Monitoring Recommendations
- Enable Windows Defender Exploit Guard or equivalent memory protection logging on systems with the ODBC driver installed.
- Forward TDS-layer firewall logs and Sysmon Event ID 3 (network connections) to a central data lake for correlation.
- Track patch deployment status of msodbcsql packages across Windows, Linux, and macOS endpoints.
How to Mitigate CVE-2024-28929
Immediate Actions Required
- Apply the Microsoft April 2024 security update for the ODBC Driver for SQL Server on all Windows, Linux, and macOS hosts.
- Update SQL Server 2019, SQL Server 2022, Visual Studio 2019, and Visual Studio 2022 to the patched builds referenced in the MSRC advisory.
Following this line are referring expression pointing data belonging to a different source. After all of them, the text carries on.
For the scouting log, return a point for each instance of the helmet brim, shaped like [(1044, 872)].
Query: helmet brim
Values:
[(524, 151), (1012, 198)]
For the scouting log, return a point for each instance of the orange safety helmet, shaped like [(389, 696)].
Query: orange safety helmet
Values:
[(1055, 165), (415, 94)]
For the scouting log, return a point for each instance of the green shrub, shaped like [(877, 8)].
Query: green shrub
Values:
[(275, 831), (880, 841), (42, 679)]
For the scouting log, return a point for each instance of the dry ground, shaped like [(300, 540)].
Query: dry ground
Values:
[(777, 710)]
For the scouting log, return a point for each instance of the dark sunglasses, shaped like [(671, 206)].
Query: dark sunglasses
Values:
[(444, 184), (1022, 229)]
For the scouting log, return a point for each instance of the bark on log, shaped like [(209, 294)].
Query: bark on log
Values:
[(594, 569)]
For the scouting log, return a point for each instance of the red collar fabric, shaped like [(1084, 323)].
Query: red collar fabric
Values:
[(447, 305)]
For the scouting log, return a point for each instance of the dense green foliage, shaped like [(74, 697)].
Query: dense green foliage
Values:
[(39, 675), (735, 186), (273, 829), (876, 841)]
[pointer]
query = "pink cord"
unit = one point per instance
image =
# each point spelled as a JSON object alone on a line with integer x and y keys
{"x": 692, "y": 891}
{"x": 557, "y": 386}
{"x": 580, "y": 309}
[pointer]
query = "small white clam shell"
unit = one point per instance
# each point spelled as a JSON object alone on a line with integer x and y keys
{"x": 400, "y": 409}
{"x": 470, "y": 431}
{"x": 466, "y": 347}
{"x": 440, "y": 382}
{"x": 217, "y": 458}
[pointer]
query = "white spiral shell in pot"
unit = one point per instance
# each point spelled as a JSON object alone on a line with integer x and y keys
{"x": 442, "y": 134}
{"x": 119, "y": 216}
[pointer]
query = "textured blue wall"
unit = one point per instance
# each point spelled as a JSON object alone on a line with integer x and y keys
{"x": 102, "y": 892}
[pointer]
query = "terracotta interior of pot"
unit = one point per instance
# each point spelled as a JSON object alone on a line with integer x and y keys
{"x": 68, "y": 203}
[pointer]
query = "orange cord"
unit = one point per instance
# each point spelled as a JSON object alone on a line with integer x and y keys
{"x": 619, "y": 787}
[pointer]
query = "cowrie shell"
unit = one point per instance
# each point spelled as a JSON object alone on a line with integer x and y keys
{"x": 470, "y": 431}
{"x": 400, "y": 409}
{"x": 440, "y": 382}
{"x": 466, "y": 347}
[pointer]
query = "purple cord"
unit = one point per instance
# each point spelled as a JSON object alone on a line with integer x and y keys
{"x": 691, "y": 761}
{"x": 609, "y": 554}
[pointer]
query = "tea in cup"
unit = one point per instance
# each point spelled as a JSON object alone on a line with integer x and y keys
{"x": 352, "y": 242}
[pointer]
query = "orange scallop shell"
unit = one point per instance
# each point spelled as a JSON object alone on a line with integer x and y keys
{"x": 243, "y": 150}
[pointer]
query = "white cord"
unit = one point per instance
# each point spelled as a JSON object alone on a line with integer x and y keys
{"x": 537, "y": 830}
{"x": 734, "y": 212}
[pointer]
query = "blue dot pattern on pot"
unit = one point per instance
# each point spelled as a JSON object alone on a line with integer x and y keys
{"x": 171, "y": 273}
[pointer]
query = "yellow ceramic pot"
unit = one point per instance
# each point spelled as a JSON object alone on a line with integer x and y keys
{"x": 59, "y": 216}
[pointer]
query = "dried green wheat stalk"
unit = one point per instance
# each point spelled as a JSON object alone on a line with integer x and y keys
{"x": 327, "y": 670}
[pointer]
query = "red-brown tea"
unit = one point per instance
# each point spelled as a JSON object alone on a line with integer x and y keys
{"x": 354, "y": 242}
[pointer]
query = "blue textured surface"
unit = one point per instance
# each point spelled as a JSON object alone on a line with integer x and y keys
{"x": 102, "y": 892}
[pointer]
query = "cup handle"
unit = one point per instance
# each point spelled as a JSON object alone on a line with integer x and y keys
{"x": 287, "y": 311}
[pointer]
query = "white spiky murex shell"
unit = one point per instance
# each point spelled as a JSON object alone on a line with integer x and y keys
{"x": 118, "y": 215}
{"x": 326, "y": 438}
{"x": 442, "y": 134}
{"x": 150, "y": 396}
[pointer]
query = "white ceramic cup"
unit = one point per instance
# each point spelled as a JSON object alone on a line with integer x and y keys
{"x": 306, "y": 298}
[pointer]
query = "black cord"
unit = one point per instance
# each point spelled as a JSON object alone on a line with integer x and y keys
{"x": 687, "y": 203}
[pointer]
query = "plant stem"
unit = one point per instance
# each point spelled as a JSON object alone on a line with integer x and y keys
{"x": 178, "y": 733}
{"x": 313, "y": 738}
- Block outbound TCP/1433 and other SQL Server ports at the perimeter except to approved database hosts.
Patch Information
Microsoft addressed CVE-2024-28929 in the April 2024 Patch Tuesday release. Patched versions of the ODBC Driver, SQL Server, and Visual Studio are documented in the Microsoft Security Update CVE-2024-28929 advisory. Administrators should redeploy the updated driver package to every host that uses ODBC to connect to SQL Server.
Workarounds
- Restrict ODBC connections to a hardened allowlist of trusted SQL Server endpoints using host-based firewall rules.
- Require encrypted TDS connections with certificate validation (Encrypt=yes;TrustServerCertificate=no) to prevent connection redirection.
- Educate developers and analysts to validate connection strings before connecting to unfamiliar SQL Server instances.
# Linux: upgrade the Microsoft ODBC Driver 17/18 to the patched package
sudo ACCEPT_EULA=Y apt-get install --only-upgrade -y msodbcsql17 msodbcsql18
# Windows: verify installed driver version
powershell -Command "Get-ItemProperty 'HKLM:\SOFTWARE\ODBC\ODBCINST.INI\ODBC Driver 18 for SQL Server' | Select-Object Driver, DriverODBCVer"
Disclaimer: This content was generated using AI. While we strive for accuracy, please verify critical information with official sources.